An artist in New York has unveiled a creative way for you to sport your personal devices by using body art. Anthony Antonellis has taken wearable technology beyond the realm of computerized eyeglasses and smart watches and deeper into the skin with a digital tattoo.
The pattern itself is visible only through a smart phone, but the chip as small as a grain of rice can store up to 1KB of graphics.
The digital tattoo is projected as a GIF by a small RFID chip implanted between Antonellis’ thumb and index finger. The chip is similar to the one used in electronic ticketing.
This fusion of art and technology beats Motorola in the race to use subcutaneous devices for data storage and transfer. In May, the company announced plans to create smart tattoos that store passwords to speed up the authentication process for users.
Motorola is but the first of big tech companies eager to jump in the bandwagon of invasive devices.
But unlike the company’s brand of personal technology, Antonellis’ tattoo serves a “public purpose.” He will upload his designs into the device then distribute them to fellow art lovers interested in downloading graphics from his hand and into their smart phones.
Streamlining gadgets with the day-to-day functions of the human body is nothing new.

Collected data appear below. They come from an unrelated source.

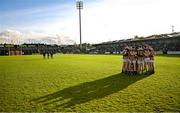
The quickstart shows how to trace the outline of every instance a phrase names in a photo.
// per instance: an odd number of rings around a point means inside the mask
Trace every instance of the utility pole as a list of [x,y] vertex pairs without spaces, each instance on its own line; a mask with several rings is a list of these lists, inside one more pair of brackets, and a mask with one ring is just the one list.
[[80,50],[82,51],[81,9],[83,9],[83,1],[77,1],[76,7],[79,10],[79,37],[80,37]]

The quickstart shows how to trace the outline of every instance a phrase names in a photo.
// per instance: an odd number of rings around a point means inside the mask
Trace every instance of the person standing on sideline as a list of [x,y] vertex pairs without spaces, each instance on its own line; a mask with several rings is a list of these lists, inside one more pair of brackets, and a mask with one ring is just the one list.
[[46,51],[43,51],[43,58],[46,58]]
[[53,52],[52,51],[50,52],[50,55],[51,55],[51,59],[53,59]]
[[49,51],[47,51],[47,58],[49,59]]

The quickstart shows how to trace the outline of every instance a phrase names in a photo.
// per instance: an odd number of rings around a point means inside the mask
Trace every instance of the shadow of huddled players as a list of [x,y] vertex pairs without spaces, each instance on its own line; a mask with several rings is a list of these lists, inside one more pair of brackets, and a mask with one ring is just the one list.
[[81,83],[33,100],[43,106],[51,105],[52,109],[69,108],[93,99],[99,99],[125,89],[129,85],[147,76],[129,76],[115,74],[99,80]]

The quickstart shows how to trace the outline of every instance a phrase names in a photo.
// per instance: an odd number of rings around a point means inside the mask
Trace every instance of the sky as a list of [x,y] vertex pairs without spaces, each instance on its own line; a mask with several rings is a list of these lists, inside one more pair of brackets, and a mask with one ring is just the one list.
[[[100,43],[180,31],[180,0],[83,0],[82,42]],[[0,32],[64,36],[79,43],[76,0],[0,0]]]

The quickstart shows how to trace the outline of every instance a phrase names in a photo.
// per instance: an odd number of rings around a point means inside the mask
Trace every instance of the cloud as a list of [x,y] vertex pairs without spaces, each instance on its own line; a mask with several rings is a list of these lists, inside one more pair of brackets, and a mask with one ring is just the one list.
[[16,43],[21,41],[22,34],[19,31],[7,29],[0,32],[0,43]]
[[64,35],[46,35],[36,32],[20,32],[17,30],[7,29],[0,32],[0,43],[44,43],[44,44],[74,44],[75,41]]
[[92,42],[169,33],[171,25],[178,31],[178,4],[179,0],[104,0],[83,9],[83,36]]

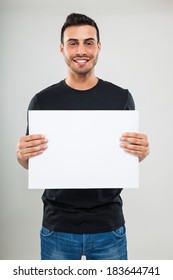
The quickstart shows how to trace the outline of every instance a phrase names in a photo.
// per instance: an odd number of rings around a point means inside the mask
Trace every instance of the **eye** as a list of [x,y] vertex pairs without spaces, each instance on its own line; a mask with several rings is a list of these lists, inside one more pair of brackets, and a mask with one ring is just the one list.
[[76,41],[70,41],[68,42],[69,46],[77,46],[77,42]]
[[87,42],[86,42],[86,45],[87,45],[87,46],[93,46],[93,45],[94,45],[94,42],[93,42],[93,41],[87,41]]

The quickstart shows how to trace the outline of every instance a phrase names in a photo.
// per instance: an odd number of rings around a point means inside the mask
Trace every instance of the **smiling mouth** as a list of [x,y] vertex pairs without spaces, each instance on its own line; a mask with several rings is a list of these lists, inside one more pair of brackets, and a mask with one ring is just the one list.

The health-conscious digerati have looked to electronic devices to keep track of everything, from calorie intake to menstrual cycle.
But a wave of stylish gadgets more intricate than the average pulse or blood pressure monitor is predicted to hit the market in the next five years or less. After the influx of smart phones and tablets, Samsung and Google are now developing personal gadgets, such as the nascent Galaxy Gear smart watch and the Google glasses, to serve both as digital tools and savvy fashion accessories.